Pero es que, además, lo determinante es que cuando la demandada comienza la ocupación exclusiva del local, el actor ya era propietario del mismo desde hacía varios años, por lo que interviene necesariamente en la negociación con ella, y por lo tanto conoce en qué términos se produce aquella, si en virtud de un nuevo contrato, o mediante una subrogación apreciada en la sentencia, y que el pacto alcanzado fue la de subrogar a la demandada en la posición del arrendatario originario, se desprende no solo en el hecho ya señalado de la actualización de la renta, y de la continuación en la explotación del negocio ubicado en el local sin solución de continuidad por la apelada, sino además porque acepta suscribir un documento de cesión del local por un plazo de cinco años a instancias de la arrendataria y de la empresa que explotaba las máquinas recreativas instaladas en el local, autorización que se justifica precisamente porque no se había concertado nuevo contrato con la demandada y administrativamente dicha empresa lo necesitaba para justificar de algún modo la contratación directa de su explotación en el local con la apelada, documento que sucesivamente se renovó, el último el 2 de mayo de 2013 por un periodo de 10 años, de ahí, que si bien el mismo no responda expresamente a la voluntad de las partes de regir el plazo del arrendamiento a tenor de mismo, sí responde claramente a la intención inicial, resultando incompatible con la voluntad de someter el arrendamiento a una duración mensual que es lo que sostuvo la parte actora e su demanda.

De lo expuesto se deduce que existió subrogación, y de hecho no este extremo no es combatido en vía de recurso, y que puesto que el actor era conocedor del hecho de la subrogación, desde el momento en que cuando ello se produce ya era propietario exclusivo en ese momento del local, difícilmente cabe hablar de que para él la cuestión ofreciese serias dudas de hecho motivadas por circunstancias relevantes por él desconocidas que justificasen su demanda inicial, sin que, por lo demás, se aprecien en ningún caso dudas de derecho, ni la cuantía de las costas justifique su no imposición, pues ello supondría trasladar por este simple motivo dicha carga a quien ha sido demandado sin justificación alguna.

Finalmente es cierto que pudieran existir dudas sobre si la voluntad de las partes era que el contrato se prorrogase hasta mayo de 2023 o no, pero lo que en cualquier caso resultaba inequívoco es que el arrendamiento no tenía una duración mensual, y que la demandada al tiempo de la demanda no estaba obligada al desalojo de la finca.

QUINTO.-Lo expuesto conduce a la desestimación del recurso, y de conformidad con lo establecido en el art. 3981 de la Ley de Enjuiciamiento Civil , se imponen al apelante las costas causadas por razón del mismo.

En atención a lo expuesto, la Sección Séptima de la Audiencia Provincial, dicta el siguiente

Fallo

SE DESESTIMAel recurso de apelación interpuesto por el Procurador Sr.

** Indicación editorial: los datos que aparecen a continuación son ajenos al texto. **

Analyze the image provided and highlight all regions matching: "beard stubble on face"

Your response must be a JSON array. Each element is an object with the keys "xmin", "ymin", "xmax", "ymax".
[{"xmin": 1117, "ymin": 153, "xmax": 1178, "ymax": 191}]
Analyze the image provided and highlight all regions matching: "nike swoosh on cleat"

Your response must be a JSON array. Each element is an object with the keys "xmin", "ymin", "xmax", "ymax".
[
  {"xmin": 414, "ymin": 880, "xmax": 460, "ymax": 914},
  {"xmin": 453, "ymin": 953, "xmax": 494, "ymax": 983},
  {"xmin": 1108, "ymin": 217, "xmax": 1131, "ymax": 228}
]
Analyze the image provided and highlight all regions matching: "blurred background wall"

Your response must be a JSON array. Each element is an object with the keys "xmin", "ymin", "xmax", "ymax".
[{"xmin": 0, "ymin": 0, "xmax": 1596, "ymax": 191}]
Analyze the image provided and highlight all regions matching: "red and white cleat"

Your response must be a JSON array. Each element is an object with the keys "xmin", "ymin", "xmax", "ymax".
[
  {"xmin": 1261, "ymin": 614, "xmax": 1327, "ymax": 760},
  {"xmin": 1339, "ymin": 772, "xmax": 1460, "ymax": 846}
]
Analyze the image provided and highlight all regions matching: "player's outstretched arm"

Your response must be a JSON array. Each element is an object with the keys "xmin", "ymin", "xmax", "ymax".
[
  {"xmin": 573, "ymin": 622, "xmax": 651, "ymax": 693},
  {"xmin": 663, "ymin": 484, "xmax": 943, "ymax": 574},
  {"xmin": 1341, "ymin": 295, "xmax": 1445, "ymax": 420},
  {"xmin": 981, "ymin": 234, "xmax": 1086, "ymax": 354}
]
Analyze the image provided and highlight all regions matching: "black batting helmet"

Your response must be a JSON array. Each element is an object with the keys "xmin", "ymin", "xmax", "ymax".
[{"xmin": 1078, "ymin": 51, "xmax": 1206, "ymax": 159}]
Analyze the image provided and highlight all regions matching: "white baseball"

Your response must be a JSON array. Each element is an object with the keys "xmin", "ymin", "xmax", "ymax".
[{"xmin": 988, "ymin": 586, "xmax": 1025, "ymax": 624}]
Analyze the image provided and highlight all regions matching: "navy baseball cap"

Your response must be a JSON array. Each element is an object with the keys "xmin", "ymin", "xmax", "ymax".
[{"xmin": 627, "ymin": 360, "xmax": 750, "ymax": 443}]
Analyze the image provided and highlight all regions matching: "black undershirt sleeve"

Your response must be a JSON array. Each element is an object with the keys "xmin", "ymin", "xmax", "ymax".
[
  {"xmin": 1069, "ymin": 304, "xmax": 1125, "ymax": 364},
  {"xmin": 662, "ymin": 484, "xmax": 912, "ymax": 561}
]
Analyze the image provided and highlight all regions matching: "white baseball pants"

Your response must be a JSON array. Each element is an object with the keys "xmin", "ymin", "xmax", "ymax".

Llano Pahíno, en nombre y representación de D. Belarmino , contra la sentencia dictada el día diez de diciembre de dos mil quince, por el Juzgado de Primera Instancia Núm. 1 de Villaviciosa , en los autos de Procedimiento Verbal de Desahucio Nº 464/15, y, que se confirma en todos sus pronunciamientos, con imposición de costas a la parte recurrente.

Así por esta nuestra Sentencia, de la que se unirá certificación al Rollo, lo pronunciamos, mandamos y firmamos.